Se apeó del coche y entró en la tienda. Había otros clientes, pero llenaban ellos mismos sus cestillos metálicos con los artículos de las estanterías o eran atendidos por Mr. Ishak, y fue Mrs. Ishak quien, desde detrás del mostrador, saludó a Edmund con una sonrisa que le marcó unos hoyos en las mejillas. Era una mujer de agradable aspecto, con unos enormes ojos orlados de kohl, que esta tarde vestía de seda amarillo paja y se cubría la cabeza y los hombros con un pañuelo también de seda pero de un amarillo más pálido.
– Buenas noches, Mr. Aird.
– Buenas noches, Mrs. Ishak. ¿Cómo está?
– Muy bien, muchas gracias por su interés.
– ¿Y Kedejah?
– Viendo la televisión.
– Creo que la otra tarde estuvo en Pennyburn jugando con Henry.
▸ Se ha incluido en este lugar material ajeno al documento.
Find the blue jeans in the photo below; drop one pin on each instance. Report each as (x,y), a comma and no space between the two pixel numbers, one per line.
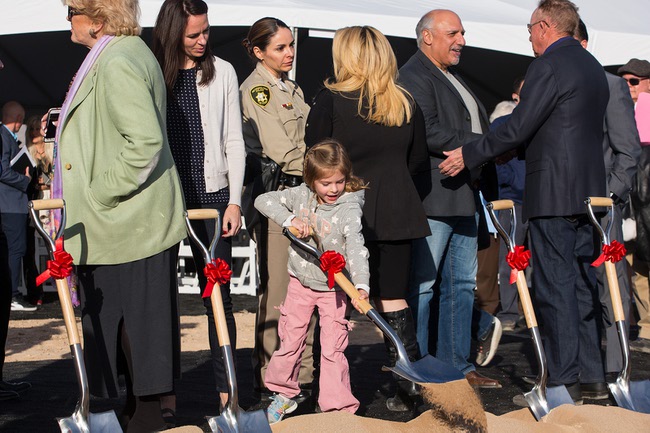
(446,259)
(566,298)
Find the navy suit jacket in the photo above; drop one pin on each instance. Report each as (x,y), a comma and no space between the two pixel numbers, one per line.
(448,126)
(560,122)
(621,141)
(13,185)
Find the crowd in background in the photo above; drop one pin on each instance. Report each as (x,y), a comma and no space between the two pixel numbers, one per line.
(146,133)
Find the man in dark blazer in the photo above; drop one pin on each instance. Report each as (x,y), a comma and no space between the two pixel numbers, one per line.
(13,225)
(559,121)
(448,257)
(622,150)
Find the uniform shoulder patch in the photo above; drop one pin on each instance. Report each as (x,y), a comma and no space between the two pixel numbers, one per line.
(261,95)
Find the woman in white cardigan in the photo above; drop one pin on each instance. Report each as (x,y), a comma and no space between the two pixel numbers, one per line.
(205,136)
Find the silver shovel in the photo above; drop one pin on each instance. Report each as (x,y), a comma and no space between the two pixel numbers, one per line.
(629,395)
(541,399)
(425,370)
(82,420)
(232,418)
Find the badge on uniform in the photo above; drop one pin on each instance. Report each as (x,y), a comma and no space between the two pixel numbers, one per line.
(261,95)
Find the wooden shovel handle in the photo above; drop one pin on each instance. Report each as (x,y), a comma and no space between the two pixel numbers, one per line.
(502,204)
(344,283)
(526,303)
(68,311)
(202,214)
(46,204)
(600,201)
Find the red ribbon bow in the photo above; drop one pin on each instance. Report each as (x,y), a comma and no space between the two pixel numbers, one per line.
(217,271)
(331,262)
(60,267)
(518,260)
(613,252)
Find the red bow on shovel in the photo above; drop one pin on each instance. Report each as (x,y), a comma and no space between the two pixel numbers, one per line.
(216,271)
(332,263)
(613,252)
(60,267)
(518,260)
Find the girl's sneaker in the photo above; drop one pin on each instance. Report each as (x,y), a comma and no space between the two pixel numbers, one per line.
(279,407)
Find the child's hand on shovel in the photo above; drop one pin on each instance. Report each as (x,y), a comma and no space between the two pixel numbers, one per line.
(355,302)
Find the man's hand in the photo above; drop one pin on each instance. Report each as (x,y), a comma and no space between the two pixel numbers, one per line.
(231,221)
(454,163)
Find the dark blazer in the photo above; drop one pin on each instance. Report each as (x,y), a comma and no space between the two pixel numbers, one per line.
(560,122)
(388,158)
(621,141)
(13,185)
(448,127)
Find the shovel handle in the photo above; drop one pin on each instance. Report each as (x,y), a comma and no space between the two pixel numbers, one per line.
(202,214)
(600,201)
(47,204)
(68,311)
(502,204)
(526,303)
(344,283)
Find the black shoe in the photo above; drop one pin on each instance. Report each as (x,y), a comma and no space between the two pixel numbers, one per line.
(14,386)
(595,391)
(18,303)
(8,395)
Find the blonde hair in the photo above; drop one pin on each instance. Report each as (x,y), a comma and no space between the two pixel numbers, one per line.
(365,62)
(326,157)
(120,17)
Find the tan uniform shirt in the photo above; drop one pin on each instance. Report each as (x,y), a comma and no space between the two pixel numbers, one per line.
(274,119)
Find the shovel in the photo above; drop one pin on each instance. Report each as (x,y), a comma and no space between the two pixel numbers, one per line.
(425,370)
(541,399)
(81,421)
(232,418)
(635,395)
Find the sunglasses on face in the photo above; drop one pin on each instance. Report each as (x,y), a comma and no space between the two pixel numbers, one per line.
(635,81)
(72,12)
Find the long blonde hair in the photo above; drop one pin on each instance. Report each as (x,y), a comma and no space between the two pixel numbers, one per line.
(365,62)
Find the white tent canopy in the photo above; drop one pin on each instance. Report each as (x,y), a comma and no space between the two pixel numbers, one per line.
(618,29)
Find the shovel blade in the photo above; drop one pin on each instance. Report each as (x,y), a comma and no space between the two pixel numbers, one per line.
(640,391)
(426,370)
(243,422)
(103,422)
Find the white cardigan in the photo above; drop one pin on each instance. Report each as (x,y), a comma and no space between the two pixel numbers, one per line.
(225,154)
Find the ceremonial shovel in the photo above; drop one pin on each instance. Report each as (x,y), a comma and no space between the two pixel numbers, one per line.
(81,421)
(425,370)
(232,418)
(630,395)
(541,399)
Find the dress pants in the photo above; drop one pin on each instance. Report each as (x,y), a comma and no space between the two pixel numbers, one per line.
(566,296)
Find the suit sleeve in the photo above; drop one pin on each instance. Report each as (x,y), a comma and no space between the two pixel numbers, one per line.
(127,84)
(539,96)
(623,139)
(319,121)
(440,137)
(8,175)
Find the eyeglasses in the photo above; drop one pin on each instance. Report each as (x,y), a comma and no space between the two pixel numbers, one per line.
(530,26)
(72,12)
(635,81)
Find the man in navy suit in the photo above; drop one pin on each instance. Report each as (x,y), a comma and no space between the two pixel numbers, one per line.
(559,123)
(13,241)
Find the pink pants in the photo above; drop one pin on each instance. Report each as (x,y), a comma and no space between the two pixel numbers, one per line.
(282,372)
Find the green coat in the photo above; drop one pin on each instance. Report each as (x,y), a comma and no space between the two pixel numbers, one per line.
(123,196)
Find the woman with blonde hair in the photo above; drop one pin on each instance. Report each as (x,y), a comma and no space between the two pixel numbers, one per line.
(114,168)
(383,131)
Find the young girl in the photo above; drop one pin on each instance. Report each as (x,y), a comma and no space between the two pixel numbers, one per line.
(328,203)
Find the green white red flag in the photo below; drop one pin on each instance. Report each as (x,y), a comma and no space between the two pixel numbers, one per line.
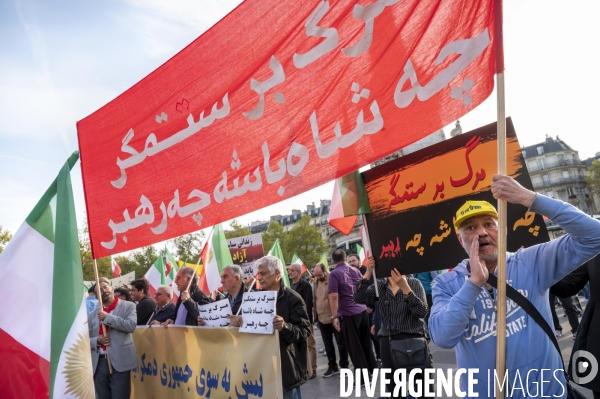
(349,200)
(278,253)
(323,261)
(215,256)
(116,269)
(361,255)
(297,261)
(160,273)
(44,340)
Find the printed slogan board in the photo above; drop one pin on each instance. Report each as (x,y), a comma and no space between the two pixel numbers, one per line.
(205,362)
(414,200)
(245,250)
(275,99)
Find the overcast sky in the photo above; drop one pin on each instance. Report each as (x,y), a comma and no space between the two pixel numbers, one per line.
(62,60)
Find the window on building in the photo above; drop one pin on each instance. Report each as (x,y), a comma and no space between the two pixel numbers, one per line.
(540,150)
(546,180)
(541,163)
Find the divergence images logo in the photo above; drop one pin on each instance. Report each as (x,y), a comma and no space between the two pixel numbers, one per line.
(584,367)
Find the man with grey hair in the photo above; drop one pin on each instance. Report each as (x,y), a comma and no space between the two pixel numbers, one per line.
(303,288)
(186,310)
(292,323)
(165,308)
(234,288)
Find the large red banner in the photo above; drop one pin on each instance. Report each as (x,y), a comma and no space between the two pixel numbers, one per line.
(275,99)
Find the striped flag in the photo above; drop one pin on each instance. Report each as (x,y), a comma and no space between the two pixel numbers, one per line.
(215,256)
(278,253)
(361,255)
(171,271)
(297,261)
(44,340)
(349,200)
(323,261)
(116,269)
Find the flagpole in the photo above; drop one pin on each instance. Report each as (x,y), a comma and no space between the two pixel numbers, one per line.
(249,288)
(369,251)
(502,209)
(100,307)
(195,274)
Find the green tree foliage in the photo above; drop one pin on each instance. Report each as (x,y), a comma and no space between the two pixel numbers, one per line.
(188,247)
(237,230)
(304,240)
(274,232)
(5,237)
(593,177)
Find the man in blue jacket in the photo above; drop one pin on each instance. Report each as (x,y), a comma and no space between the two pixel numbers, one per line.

– Cierto y, Dios mío, volvió a casa empapada.
Edmund rió.
– Construían pantanos. Espero que no se molestara usted.
– En absoluto. Se divirtió mucho.
– Necesito agua tónica, Mrs. Ishak. ¿Tienen ustedes?
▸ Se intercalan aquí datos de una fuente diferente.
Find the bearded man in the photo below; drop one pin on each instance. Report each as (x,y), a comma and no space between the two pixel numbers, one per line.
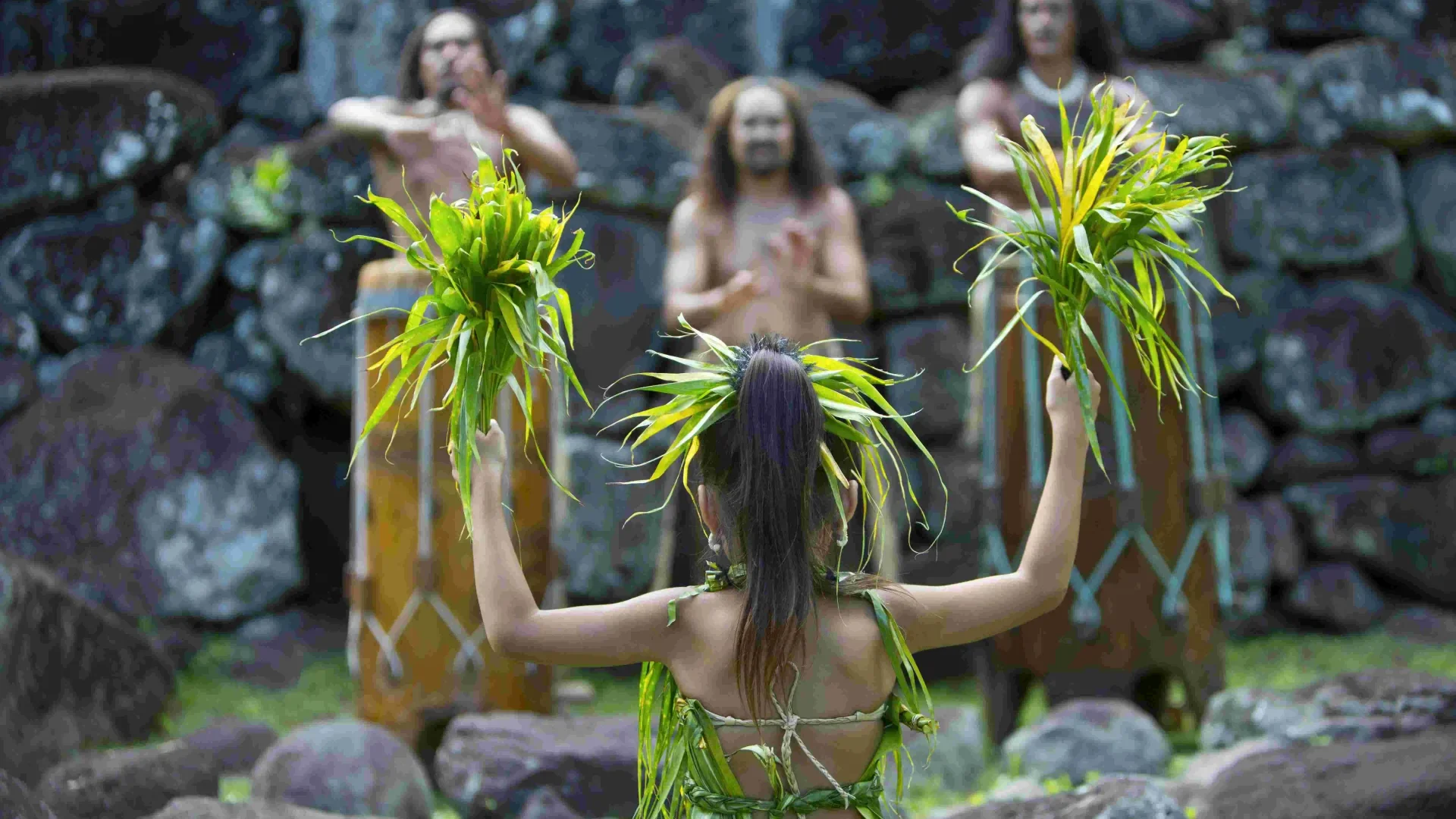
(452,96)
(764,241)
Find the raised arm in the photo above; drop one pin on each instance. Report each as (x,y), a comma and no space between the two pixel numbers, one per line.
(965,613)
(685,281)
(843,287)
(631,632)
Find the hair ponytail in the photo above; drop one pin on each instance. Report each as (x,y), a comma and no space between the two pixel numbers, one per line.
(764,461)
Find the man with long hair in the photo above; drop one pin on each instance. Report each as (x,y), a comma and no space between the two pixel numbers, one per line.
(452,96)
(766,241)
(1034,52)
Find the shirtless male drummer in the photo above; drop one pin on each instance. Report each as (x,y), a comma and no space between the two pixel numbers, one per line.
(452,95)
(764,241)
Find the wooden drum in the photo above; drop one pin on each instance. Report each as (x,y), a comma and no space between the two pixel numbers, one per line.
(417,648)
(1152,563)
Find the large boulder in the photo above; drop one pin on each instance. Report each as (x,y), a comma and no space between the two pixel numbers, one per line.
(71,673)
(308,287)
(1305,458)
(1169,30)
(1430,193)
(604,560)
(1397,93)
(1250,110)
(76,133)
(1239,327)
(934,350)
(346,767)
(127,273)
(202,808)
(1398,531)
(856,136)
(226,47)
(1109,798)
(1337,596)
(880,47)
(128,783)
(629,158)
(619,297)
(1313,210)
(1354,356)
(152,490)
(1356,706)
(1247,447)
(1079,736)
(18,802)
(1305,20)
(915,246)
(1408,777)
(604,33)
(492,763)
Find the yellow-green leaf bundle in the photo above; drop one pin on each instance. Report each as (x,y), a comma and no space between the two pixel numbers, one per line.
(855,413)
(1122,188)
(491,305)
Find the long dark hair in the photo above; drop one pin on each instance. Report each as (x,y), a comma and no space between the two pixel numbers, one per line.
(410,85)
(1001,50)
(717,180)
(778,504)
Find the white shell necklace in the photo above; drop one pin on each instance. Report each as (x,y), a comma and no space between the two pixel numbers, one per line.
(1040,91)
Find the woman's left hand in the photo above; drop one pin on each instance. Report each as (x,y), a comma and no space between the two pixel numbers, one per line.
(490,466)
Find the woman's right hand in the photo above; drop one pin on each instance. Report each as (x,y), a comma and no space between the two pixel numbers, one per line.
(1063,404)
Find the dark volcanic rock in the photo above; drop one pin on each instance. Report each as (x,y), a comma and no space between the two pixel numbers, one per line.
(1430,191)
(1323,210)
(670,74)
(1335,595)
(604,560)
(1250,110)
(130,783)
(344,767)
(1354,707)
(1304,20)
(1356,354)
(856,136)
(1411,450)
(149,488)
(308,287)
(121,275)
(1247,447)
(915,246)
(880,47)
(497,760)
(228,46)
(619,297)
(1238,328)
(1169,30)
(1110,798)
(1410,777)
(74,133)
(1397,93)
(629,158)
(17,800)
(1304,458)
(938,395)
(604,34)
(71,672)
(1395,529)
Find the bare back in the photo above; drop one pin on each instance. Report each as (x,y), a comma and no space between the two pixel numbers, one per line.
(843,670)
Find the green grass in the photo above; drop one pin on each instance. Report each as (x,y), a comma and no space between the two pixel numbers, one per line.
(206,691)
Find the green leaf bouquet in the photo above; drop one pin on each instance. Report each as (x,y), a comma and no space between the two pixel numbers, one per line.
(491,305)
(1120,188)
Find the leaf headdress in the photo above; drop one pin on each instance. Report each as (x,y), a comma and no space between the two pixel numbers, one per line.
(849,391)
– Naturalmente. ¿Cuántas botellas?
– ¿Dos docenas?
– Si aguarda un momento, las traeré del almacén.
– Muchas gracias.
La mujer se fue y Edmund se quedó esperando pacientemente. Una voz dijo a su espalda:
– Mr. Aird.
Sonó tan cerca, casi pegada a su hombro, que se sobresaltó. Dio media vuelta y se encontró frente a Lottie Carstairs, la prima de Edie. Desde que vivía con Edie, Edmund la había visto de lejos un par de veces deambulando por el pueblo y la había rehuido. Pero ahora no había escapatoria. Lo tenía acorralado.
– Buenas tardes.
– ¿Se acuerda de mí? -Hablaba con gazmoñería. A Edmund no le hizo ninguna gracia ver aquella cara descolorida y bigotuda tan cerca. Su pelo tenía el color, y casi la textura, del estropajo de aluminio, tenía las cejas muy arqueadas y sus ojos redondos y de color uva pasa miraban sin pestañear. Por lo demás, su aspecto era relativamente normal. Llevaba una blusa, una falda, un cardigan verde y largo adornado con un broche rutilante y unos zapatos de tacón alto sobre lo que se tambaleaba ligeramente mientras hablaba con Edmund-. Estaba en casa de Lady Balmerino y ahora estoy en casa de Edie Findhorn. Le he visto alguna vez por el pueblo, pero hasta ahora no había tenido la ocasión de charlar con usted…
Lottie Carstairs. Debía de rondar los sesenta, pero no había cambiado mucho desde la época en que trabajaba en Croy y tenía en vilo a toda la casa con sus modales sigilosos y aquella habilidad para presentarse de improviso donde menos falta hacía. Archie juraba que espiaba por el ojo de las cerraduras y solía abrir las puertas con brusquedad, esperando pillar a Lottie. Edmund recordaba que por las tardes solía ponerse un vestido de lana marrón y un delantal de muselina. Lo del delantal de muselina no era idea de Lady Balmerino sino de Lottie. Archie decía que lo llevaba para simular humildad. Aquel traje marrón tenía redondeles oscuros debajo del brazo. Lo peor de Lottie era el olor.